Conditions of assay are in the experimental section.

b

From reference (23).

Existing Crystal Structures of Ribonucleotide Complexes of E. coli and Mouse Muscle Synthetases

Crystal structures of synthetases from E. coli and mouse muscle exist in ligand-free and fully ligated complexes (7, 27, 30). For the latter, GDP, 6-PIMP, hadacidin (as an analog of L-aspartate) and Mg2+ are in the active site. In addition, a structure is available for the 6-PIMP•GDP complex for the mouse muscle enzyme (27) and for the Arg303→Leu E. coli enzyme, which has low affinity for hadacidin and a high Km for L-aspartate (7, 45). In fully ligated complexes, the 2′-hydroxyl group of IMP hydrogen bonds with a backbone carbonyl group of a peptide link between sequence invariant residues (Val273 and Gly274 in the E. coli synthetase and Val305 and Gly306 in the mouse muscle enzyme). The 2′-hydroxyl group also hydrogen bonds with an arginyl side chain (Arg303 and Arg335 in the E. coli and mouse muscle enzymes, respectively). Arg303 (and probably the corresponding position in the mouse muscle isozyme Arg335) is essential for the recognition of L-aspartate, as its mutation to leucine causes a 200-fold increase in the Km for L-aspartate (45). Hadacidin makes only nonbonded contacts with 6-PIMP in fully ligated complexes.

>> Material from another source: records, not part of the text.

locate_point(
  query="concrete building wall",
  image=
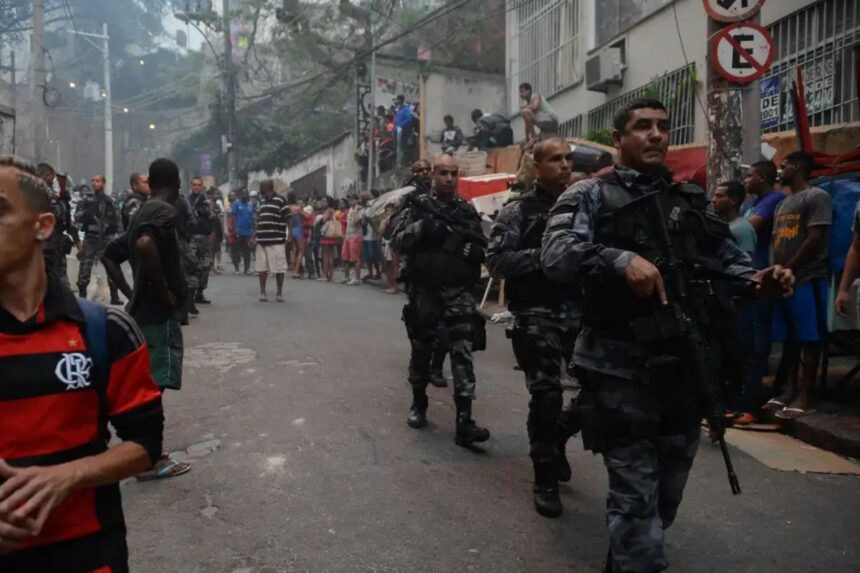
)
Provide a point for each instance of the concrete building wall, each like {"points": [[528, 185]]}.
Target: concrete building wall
{"points": [[341, 170], [458, 95], [653, 47], [447, 91]]}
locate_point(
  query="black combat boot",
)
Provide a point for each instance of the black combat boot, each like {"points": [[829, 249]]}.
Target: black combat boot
{"points": [[468, 432], [564, 471], [417, 417], [547, 502], [200, 299]]}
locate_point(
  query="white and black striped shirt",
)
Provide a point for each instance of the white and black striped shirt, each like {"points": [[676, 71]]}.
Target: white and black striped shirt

Fully Ligated 2′-Deoxy-ribonucleotide Complex of the E. coli Synthetase (Protein Data Bank identifier 2GCQ)

Statistics of data collection and refinement for crystals of the E. coli synthetase grown in 2′-deoxy-IMP, GTP, hadacidin and Mg2+ are in Table 2. The active site contains a single Mg2+ to which are coordinated 2′-deoxy-6-PIMP, GDP, and hadacidin (Figure 1). Electron density associated with 2′-deoxy-6-PIMP is strong, but no observable density is associated with what would be the position of a 2′-hydroxyl group (Figure 2). Interactions between active site ligands and the protein are identical to those of the 6-PIMP, GDP, hadacidin and Mg2+ complex (PDB identifier 1CGO) (Figure 3). Specifically, as the focus here is on the binding of hadacidin, the oxygen atom of its N-formyl group coordinates Mg2+, its N-hydroxyl group hydrogen bonds with Asp13, and its β-carboxyl group hydrogen bonds with Thr301, Arg303, and the backbone amide groups of Thr300 and Thr301 (Figure 4). The aforementioned distances in the 6-PIMP and 2′-deoxy-6-PIMP complexes exhibit a root-mean-squared deviation of 0.22 Å, well within the estimated uncertainty in coordinates of 0.25 Å, and no distance between corresponding atoms in the two complexes exceeds 0.4 Å. In fact, the principal difference in the fully ligated E. coli structures is the void left by the absence of the 2′-hydroxyl group in the 2′-deoxy-IMP complex.

Table 2.

Statistics of data collection and refinement.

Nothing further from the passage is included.